What Is the Nature of
Our Ancestral Shadow
The real problem is in the hearts and minds of men. It is not a problem of physics but of ethics. It is easier to denature plutonium than to denature the evil spirit of man.
IN SOME UNIQUE WAYS, EACH OF US is like no other human being. In other ways, each of us is like some other human beings. And, in yet some other ways, each of us is like all other human beings. The question of the nature of human nature is captured in this final statement. In what ways are we like every other person that has gone before us and will come after us? This question is particularly relevant to our discussion of extraordinary human evil. The issue is not whether we can do good or evil, because each of us is certainly capable of either in any given situation. Rather, the issue is what, by our nature, we are most prone to do.

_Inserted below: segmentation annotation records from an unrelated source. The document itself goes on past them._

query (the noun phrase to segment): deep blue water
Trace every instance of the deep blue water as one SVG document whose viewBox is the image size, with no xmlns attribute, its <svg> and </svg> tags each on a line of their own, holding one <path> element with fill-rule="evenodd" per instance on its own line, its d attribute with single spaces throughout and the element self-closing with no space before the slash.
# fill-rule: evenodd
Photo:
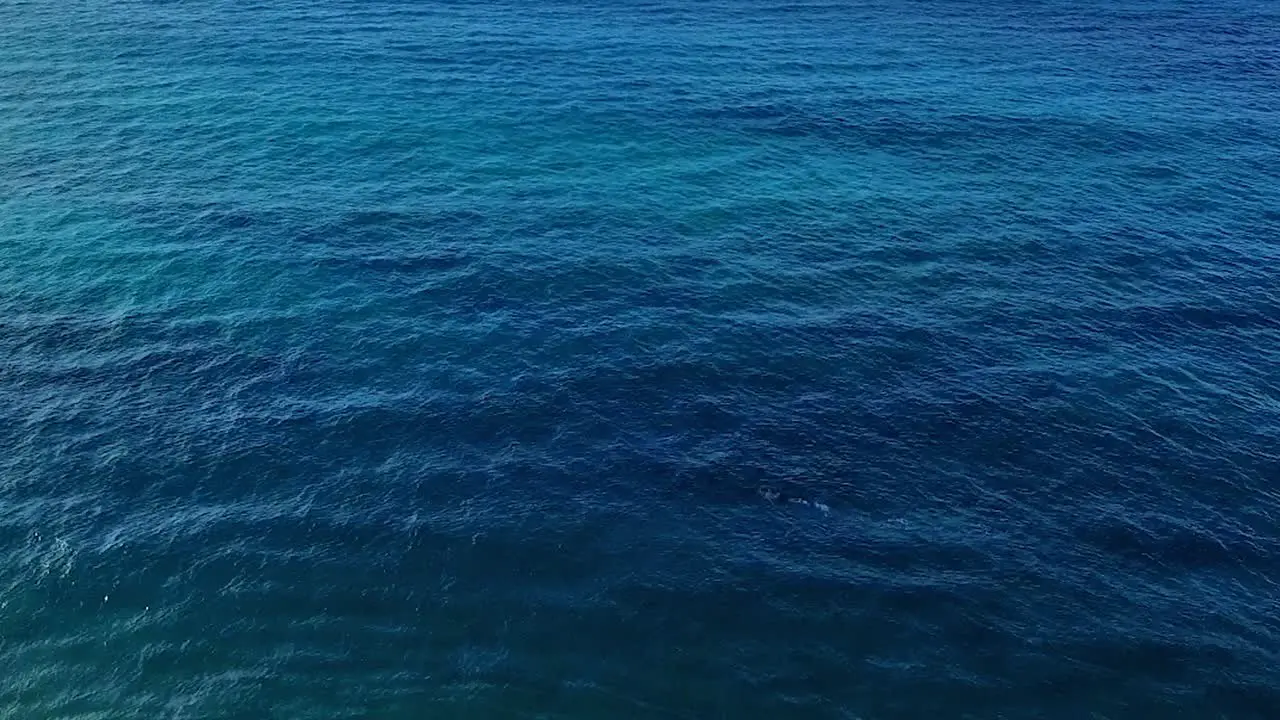
<svg viewBox="0 0 1280 720">
<path fill-rule="evenodd" d="M 1280 717 L 1280 5 L 0 1 L 0 717 Z"/>
</svg>

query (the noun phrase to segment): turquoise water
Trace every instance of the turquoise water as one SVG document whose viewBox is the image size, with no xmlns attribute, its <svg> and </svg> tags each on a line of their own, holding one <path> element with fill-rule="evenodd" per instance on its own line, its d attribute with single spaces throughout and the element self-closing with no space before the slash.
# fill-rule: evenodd
<svg viewBox="0 0 1280 720">
<path fill-rule="evenodd" d="M 1265 719 L 1280 8 L 0 1 L 0 717 Z"/>
</svg>

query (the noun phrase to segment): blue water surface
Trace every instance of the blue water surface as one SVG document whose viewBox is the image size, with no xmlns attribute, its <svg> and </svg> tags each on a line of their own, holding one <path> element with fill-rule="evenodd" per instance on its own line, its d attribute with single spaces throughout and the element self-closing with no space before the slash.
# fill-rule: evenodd
<svg viewBox="0 0 1280 720">
<path fill-rule="evenodd" d="M 0 717 L 1280 717 L 1280 5 L 0 0 Z"/>
</svg>

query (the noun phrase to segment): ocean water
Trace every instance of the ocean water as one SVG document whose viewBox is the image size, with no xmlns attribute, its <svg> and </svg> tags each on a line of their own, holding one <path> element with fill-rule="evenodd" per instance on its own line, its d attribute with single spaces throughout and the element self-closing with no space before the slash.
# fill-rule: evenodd
<svg viewBox="0 0 1280 720">
<path fill-rule="evenodd" d="M 0 1 L 0 717 L 1280 717 L 1280 5 Z"/>
</svg>

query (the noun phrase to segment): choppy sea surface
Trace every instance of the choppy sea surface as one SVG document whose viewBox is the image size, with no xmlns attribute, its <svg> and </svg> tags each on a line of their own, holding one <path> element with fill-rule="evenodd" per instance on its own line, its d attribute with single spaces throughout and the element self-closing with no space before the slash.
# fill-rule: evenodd
<svg viewBox="0 0 1280 720">
<path fill-rule="evenodd" d="M 1280 717 L 1280 5 L 0 1 L 0 717 Z"/>
</svg>

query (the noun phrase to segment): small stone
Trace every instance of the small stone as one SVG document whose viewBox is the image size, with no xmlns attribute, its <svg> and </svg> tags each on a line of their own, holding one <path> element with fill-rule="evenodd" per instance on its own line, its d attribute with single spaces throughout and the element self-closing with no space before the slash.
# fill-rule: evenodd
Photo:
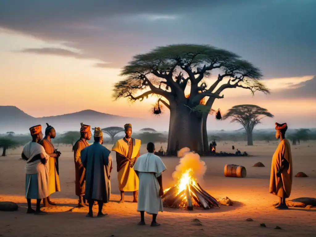
<svg viewBox="0 0 316 237">
<path fill-rule="evenodd" d="M 253 167 L 265 167 L 265 166 L 261 162 L 257 162 L 252 166 Z"/>
<path fill-rule="evenodd" d="M 308 176 L 307 176 L 307 175 L 303 172 L 299 172 L 295 175 L 295 177 L 300 177 L 301 178 L 306 178 L 306 177 L 308 177 Z"/>
</svg>

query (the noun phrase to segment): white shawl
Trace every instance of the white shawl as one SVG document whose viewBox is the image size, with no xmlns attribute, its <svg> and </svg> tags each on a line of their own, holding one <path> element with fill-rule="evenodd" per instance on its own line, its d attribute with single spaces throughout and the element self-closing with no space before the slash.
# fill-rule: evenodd
<svg viewBox="0 0 316 237">
<path fill-rule="evenodd" d="M 167 169 L 160 157 L 149 152 L 142 155 L 137 158 L 134 169 L 138 172 L 159 174 L 156 177 L 160 176 L 160 174 Z"/>
<path fill-rule="evenodd" d="M 42 164 L 41 161 L 40 160 L 37 160 L 29 163 L 28 161 L 32 160 L 35 156 L 39 154 L 42 153 L 44 154 L 47 161 L 46 166 L 47 167 L 48 165 L 48 160 L 49 158 L 49 156 L 46 154 L 45 149 L 43 146 L 37 143 L 33 142 L 29 142 L 27 143 L 23 148 L 23 153 L 28 158 L 27 161 L 25 166 L 27 174 L 33 174 L 38 173 L 38 172 L 37 167 L 39 165 Z"/>
</svg>

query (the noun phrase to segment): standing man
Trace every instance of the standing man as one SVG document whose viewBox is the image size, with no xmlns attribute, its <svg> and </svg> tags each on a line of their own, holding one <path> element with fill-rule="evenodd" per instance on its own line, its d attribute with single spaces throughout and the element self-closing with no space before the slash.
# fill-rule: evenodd
<svg viewBox="0 0 316 237">
<path fill-rule="evenodd" d="M 42 126 L 36 125 L 30 128 L 32 141 L 23 148 L 21 156 L 27 161 L 25 169 L 25 198 L 27 202 L 27 213 L 45 214 L 41 211 L 40 202 L 47 198 L 48 192 L 48 159 L 44 148 L 39 143 L 43 138 Z M 36 199 L 35 210 L 32 209 L 31 199 Z"/>
<path fill-rule="evenodd" d="M 88 143 L 91 139 L 91 127 L 82 123 L 80 124 L 80 139 L 76 142 L 72 148 L 75 160 L 75 169 L 76 171 L 76 195 L 79 197 L 78 207 L 84 206 L 86 199 L 84 198 L 86 189 L 86 170 L 82 165 L 80 157 L 81 150 L 89 145 Z"/>
<path fill-rule="evenodd" d="M 155 145 L 147 144 L 148 153 L 141 155 L 134 165 L 134 170 L 139 179 L 137 210 L 140 212 L 141 221 L 138 224 L 145 224 L 146 211 L 153 215 L 151 226 L 160 225 L 156 222 L 159 211 L 163 210 L 161 196 L 163 195 L 162 173 L 167 169 L 160 157 L 155 155 Z"/>
<path fill-rule="evenodd" d="M 45 151 L 49 156 L 49 181 L 48 183 L 48 192 L 49 195 L 43 201 L 44 206 L 49 207 L 51 205 L 55 205 L 56 204 L 50 199 L 51 194 L 55 192 L 60 191 L 60 184 L 59 183 L 58 174 L 58 158 L 61 153 L 55 149 L 52 143 L 52 139 L 56 137 L 56 131 L 55 129 L 48 123 L 45 130 L 45 137 L 40 141 L 40 144 L 43 146 Z"/>
<path fill-rule="evenodd" d="M 100 128 L 95 128 L 94 142 L 84 148 L 81 152 L 81 161 L 86 169 L 86 198 L 89 204 L 89 212 L 86 216 L 93 217 L 92 207 L 98 202 L 98 216 L 107 214 L 102 213 L 103 204 L 109 201 L 110 178 L 109 156 L 111 151 L 102 145 L 103 135 Z"/>
<path fill-rule="evenodd" d="M 280 143 L 272 157 L 269 191 L 279 198 L 279 204 L 276 208 L 288 209 L 285 199 L 291 194 L 293 174 L 291 146 L 289 141 L 285 139 L 288 126 L 286 123 L 277 123 L 275 125 L 276 138 L 280 139 Z"/>
<path fill-rule="evenodd" d="M 141 141 L 131 137 L 132 125 L 127 124 L 124 125 L 125 137 L 118 140 L 112 148 L 116 153 L 118 188 L 121 191 L 121 202 L 124 201 L 124 192 L 133 192 L 133 202 L 137 202 L 138 178 L 133 167 L 139 156 Z"/>
</svg>

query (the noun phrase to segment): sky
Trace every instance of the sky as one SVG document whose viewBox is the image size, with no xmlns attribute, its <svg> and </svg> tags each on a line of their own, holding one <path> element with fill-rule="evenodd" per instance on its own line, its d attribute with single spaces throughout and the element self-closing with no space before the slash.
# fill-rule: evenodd
<svg viewBox="0 0 316 237">
<path fill-rule="evenodd" d="M 256 104 L 275 115 L 259 127 L 314 127 L 315 9 L 314 0 L 1 1 L 0 105 L 35 117 L 92 109 L 167 127 L 167 111 L 158 118 L 149 111 L 154 98 L 113 101 L 120 69 L 158 46 L 208 44 L 259 68 L 271 92 L 228 89 L 213 109 Z M 210 126 L 240 127 L 211 117 Z"/>
</svg>

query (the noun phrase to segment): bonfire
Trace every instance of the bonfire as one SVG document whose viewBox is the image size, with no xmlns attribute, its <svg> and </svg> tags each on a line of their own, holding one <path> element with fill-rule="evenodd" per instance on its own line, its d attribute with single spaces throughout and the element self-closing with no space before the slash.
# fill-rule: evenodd
<svg viewBox="0 0 316 237">
<path fill-rule="evenodd" d="M 219 204 L 216 199 L 203 189 L 197 182 L 189 169 L 182 173 L 173 187 L 164 190 L 162 198 L 164 206 L 174 208 L 186 207 L 192 210 L 193 207 L 201 207 L 205 209 L 216 207 Z"/>
</svg>

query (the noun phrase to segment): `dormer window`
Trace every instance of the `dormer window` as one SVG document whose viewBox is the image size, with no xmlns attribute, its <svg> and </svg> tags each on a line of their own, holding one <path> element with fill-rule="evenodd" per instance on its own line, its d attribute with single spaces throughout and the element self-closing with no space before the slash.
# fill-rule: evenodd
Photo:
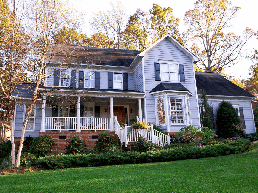
<svg viewBox="0 0 258 193">
<path fill-rule="evenodd" d="M 122 89 L 122 74 L 114 73 L 114 89 Z"/>
<path fill-rule="evenodd" d="M 69 70 L 64 70 L 60 72 L 60 86 L 69 86 L 70 85 L 70 73 Z"/>
</svg>

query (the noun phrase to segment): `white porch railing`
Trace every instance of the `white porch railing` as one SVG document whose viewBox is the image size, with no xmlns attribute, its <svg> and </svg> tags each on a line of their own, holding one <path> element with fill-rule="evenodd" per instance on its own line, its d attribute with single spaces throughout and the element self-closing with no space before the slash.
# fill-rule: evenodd
<svg viewBox="0 0 258 193">
<path fill-rule="evenodd" d="M 121 129 L 121 131 L 120 141 L 121 143 L 125 142 L 126 147 L 129 142 L 137 141 L 140 136 L 144 136 L 148 141 L 160 146 L 170 144 L 169 135 L 166 135 L 154 129 L 152 124 L 146 129 L 135 129 L 131 127 L 127 126 L 126 124 L 124 127 Z"/>
<path fill-rule="evenodd" d="M 80 118 L 81 130 L 109 130 L 110 118 L 83 117 Z M 76 117 L 46 117 L 45 130 L 76 130 L 77 118 Z"/>
</svg>

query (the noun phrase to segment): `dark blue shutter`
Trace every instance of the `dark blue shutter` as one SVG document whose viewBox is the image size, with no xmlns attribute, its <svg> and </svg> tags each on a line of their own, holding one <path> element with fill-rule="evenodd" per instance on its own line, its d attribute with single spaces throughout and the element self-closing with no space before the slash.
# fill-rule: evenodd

Is there an endowment with which each of us begins our life that is important in understanding how ordinary people commit extraordinary evil? Is there a basic inborn proclivity or tendency of human nature that limits, or enables, the possibility of cooperative, caring, nonviolent relations between social groups? Could there be a universal human condition that is antecedent to all extraordinary evil and from which all extraordinary evil is derived? These are vital questions because how we answer them significantly shapes our realities and determines how we perceive others' actions—particularly the actions of those who perpetrate extraordinary evil.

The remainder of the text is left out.